After managing restaurants from San Francisco to Washington, D.C., Angela Neri knows how to lead. And when running Pony Up, her two-year-old LoDo bar (and French dip destination), she bases all decisions on an equilateral triangle model she’s developed over her 18-year career: guest experience at the top, employees and financials as the supporting base.
That was the case until March, anyway, when she flipped the triangle to put her team and Pony’s solvency above all else. She rose to the dystopian occasion, walking her furloughed 23-person staff through applying for unemployment; feeding them with the remains of Pony Up’s pantry; applying for federal, state, and city aid; and packaging meals for out-of-work peers. All the while, Neri was devising creative ways to pay Pony’s bills, from silent auctions to custom knife raffles to selling to-go cocktails and, eventually, reopening for patio and dine-in service.
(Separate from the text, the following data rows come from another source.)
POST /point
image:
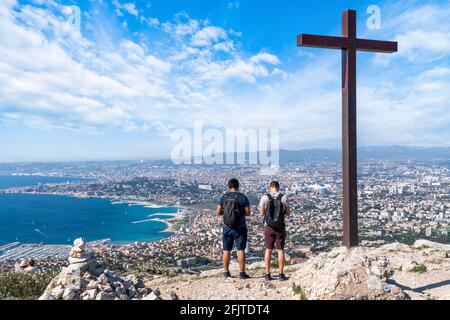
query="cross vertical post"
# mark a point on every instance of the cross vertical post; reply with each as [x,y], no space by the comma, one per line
[349,131]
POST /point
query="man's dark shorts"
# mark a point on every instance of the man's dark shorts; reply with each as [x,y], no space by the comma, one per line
[274,238]
[231,235]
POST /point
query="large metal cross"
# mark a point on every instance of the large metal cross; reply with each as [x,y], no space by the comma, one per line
[349,44]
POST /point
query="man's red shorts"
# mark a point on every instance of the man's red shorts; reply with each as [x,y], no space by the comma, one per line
[274,238]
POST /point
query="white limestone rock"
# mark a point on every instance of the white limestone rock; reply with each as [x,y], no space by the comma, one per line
[344,274]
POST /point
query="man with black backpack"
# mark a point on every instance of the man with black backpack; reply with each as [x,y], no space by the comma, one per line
[234,207]
[274,207]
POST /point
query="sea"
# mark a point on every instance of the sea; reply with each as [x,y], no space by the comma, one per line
[56,219]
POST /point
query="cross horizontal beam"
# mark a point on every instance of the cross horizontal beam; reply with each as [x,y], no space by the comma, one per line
[316,41]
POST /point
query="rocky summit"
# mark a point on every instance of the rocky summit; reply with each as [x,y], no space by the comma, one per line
[83,279]
[391,272]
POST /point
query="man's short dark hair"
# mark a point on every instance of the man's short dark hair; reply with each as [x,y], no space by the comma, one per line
[233,184]
[276,185]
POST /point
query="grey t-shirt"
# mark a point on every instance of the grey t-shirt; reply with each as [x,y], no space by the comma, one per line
[264,202]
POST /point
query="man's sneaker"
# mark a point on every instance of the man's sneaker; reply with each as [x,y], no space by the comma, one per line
[282,277]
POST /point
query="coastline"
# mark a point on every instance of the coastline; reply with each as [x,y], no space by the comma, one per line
[171,226]
[171,223]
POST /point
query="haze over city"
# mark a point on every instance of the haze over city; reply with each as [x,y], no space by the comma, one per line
[135,71]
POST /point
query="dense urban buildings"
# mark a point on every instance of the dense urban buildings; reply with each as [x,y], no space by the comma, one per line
[398,201]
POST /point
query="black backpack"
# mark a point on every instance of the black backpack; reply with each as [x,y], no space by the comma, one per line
[275,212]
[231,211]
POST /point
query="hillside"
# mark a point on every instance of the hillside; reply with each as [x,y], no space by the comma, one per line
[390,272]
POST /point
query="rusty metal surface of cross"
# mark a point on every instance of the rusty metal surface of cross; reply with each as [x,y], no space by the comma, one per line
[349,44]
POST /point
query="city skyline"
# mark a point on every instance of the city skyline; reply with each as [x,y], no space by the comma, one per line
[135,71]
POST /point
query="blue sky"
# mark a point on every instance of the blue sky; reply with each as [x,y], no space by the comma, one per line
[136,70]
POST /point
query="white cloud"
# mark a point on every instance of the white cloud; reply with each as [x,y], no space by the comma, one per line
[128,7]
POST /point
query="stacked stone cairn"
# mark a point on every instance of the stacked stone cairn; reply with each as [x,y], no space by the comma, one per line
[83,279]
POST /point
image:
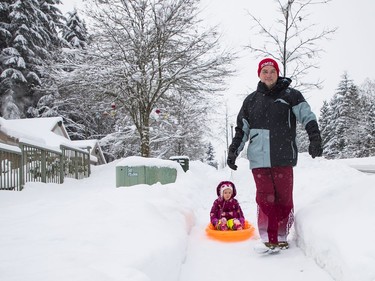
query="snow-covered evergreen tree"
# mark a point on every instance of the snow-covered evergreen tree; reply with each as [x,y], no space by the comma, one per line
[75,32]
[29,33]
[210,156]
[342,130]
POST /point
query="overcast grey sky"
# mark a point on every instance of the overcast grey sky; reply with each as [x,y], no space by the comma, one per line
[351,50]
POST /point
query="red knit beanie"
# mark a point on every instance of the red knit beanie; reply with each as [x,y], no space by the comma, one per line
[268,61]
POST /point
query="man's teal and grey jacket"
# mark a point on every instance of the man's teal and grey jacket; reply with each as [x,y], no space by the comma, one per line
[267,119]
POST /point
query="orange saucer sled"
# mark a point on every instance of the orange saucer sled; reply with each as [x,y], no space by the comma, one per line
[230,235]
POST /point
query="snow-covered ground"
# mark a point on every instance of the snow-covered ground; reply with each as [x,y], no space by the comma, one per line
[89,230]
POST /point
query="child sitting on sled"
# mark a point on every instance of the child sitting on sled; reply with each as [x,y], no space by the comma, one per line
[226,213]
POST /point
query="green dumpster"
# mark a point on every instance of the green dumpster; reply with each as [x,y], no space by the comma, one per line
[182,160]
[145,171]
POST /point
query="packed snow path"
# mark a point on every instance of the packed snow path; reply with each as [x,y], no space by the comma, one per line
[209,259]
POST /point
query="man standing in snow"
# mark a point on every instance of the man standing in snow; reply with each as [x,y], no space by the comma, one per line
[268,119]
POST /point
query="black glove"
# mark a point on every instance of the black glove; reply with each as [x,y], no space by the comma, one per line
[232,160]
[315,147]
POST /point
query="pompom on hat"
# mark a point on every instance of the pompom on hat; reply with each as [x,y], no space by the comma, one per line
[266,62]
[224,187]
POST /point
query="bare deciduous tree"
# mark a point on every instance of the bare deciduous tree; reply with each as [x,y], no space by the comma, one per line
[293,41]
[145,49]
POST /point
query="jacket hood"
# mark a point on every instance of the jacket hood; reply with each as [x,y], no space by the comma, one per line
[227,183]
[281,84]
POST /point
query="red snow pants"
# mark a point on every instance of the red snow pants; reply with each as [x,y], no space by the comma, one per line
[274,196]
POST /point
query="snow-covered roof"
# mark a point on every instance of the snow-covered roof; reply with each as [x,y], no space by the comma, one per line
[85,143]
[36,130]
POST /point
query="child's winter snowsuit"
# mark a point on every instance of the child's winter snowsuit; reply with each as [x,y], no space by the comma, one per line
[225,214]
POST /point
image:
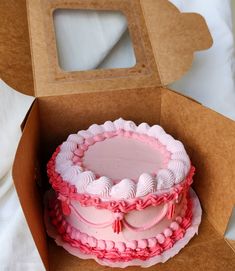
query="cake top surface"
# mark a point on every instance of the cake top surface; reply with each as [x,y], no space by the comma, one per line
[120,160]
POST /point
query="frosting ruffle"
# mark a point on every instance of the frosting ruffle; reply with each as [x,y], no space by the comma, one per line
[143,252]
[69,165]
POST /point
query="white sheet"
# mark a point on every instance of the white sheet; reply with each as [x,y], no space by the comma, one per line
[210,81]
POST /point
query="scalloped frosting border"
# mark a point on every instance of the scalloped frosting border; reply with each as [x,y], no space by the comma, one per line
[67,192]
[69,163]
[119,251]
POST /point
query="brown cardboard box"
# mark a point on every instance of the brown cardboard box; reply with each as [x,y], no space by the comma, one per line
[164,41]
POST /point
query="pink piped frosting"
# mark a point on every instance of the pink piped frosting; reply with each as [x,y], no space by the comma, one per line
[120,251]
[69,161]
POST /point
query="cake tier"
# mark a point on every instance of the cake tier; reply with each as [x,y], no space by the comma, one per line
[119,160]
[126,246]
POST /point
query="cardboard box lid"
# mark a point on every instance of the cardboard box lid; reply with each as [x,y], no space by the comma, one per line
[164,41]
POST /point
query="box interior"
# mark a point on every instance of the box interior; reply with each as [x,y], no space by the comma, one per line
[68,102]
[50,122]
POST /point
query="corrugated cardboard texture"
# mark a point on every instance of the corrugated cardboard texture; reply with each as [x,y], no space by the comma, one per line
[207,251]
[63,115]
[175,37]
[210,141]
[15,63]
[51,80]
[24,175]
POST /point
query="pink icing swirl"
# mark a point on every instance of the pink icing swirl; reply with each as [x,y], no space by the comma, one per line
[146,184]
[118,251]
[100,187]
[124,189]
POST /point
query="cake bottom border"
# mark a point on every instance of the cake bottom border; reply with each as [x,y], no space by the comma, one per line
[163,257]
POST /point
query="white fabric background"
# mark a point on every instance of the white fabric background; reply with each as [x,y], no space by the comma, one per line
[210,81]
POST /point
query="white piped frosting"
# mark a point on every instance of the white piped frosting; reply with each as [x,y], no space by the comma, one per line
[125,189]
[165,179]
[174,171]
[109,126]
[101,187]
[83,180]
[95,129]
[119,123]
[143,128]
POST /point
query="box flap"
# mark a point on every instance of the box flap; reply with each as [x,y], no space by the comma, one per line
[163,39]
[174,37]
[210,141]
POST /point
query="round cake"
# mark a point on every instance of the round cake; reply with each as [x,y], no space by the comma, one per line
[122,194]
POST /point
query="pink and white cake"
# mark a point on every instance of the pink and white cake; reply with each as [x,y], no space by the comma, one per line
[122,195]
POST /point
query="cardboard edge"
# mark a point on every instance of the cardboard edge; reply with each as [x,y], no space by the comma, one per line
[218,221]
[28,193]
[30,46]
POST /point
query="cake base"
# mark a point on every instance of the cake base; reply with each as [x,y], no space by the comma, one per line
[166,255]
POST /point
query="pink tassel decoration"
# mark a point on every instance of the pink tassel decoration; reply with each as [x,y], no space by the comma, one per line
[171,210]
[117,223]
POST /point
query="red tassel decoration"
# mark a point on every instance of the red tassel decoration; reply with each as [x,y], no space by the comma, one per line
[65,208]
[171,210]
[117,223]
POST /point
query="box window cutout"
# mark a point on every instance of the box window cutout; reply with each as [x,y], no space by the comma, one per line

What’s next? “It’s hard to think that this expensive location and concept will be able to soar like it used to during baseball season, if that doesn’t come back,” Neri says. “And not every decision can be balanced right now; the triangle is upside down. It’s all about survival.”
Refresh & Repeat
The owners of Spuntino have managed a rare feat: no closures, no furloughs.
Chef Cindhura Reddy and general manager Elliot Strathmann, owners of nine-year-old Spuntino in Highland, feel like they’ve opened a new restaurant every few weeks since the pandemic began. Still, the couple has accomplished what few other operators have, even expanding their hours to include lunch for the first time in years to ensure no pay reductions for their staff and, in June, installing a 44-seat tented patio in Spuntino’s parking lot. “The most challenging—and important—thing for us is rolling with the punches, adjusting constantly, and being creative,” Reddy says. That includes using the restaurant’s previously retired drive-thru window to expedite the journey of food from the interior kitchen to the alfresco dining space.
Has it all been worth it? Absolutely, Strathmann says. Their team is back to doing what they love: hosting and connecting with guests in person. They are also excited about heating the patio as the weather cools and using the outdoor space for pop-ups. “It’s about remembering what’s important, and who’s important,” he says.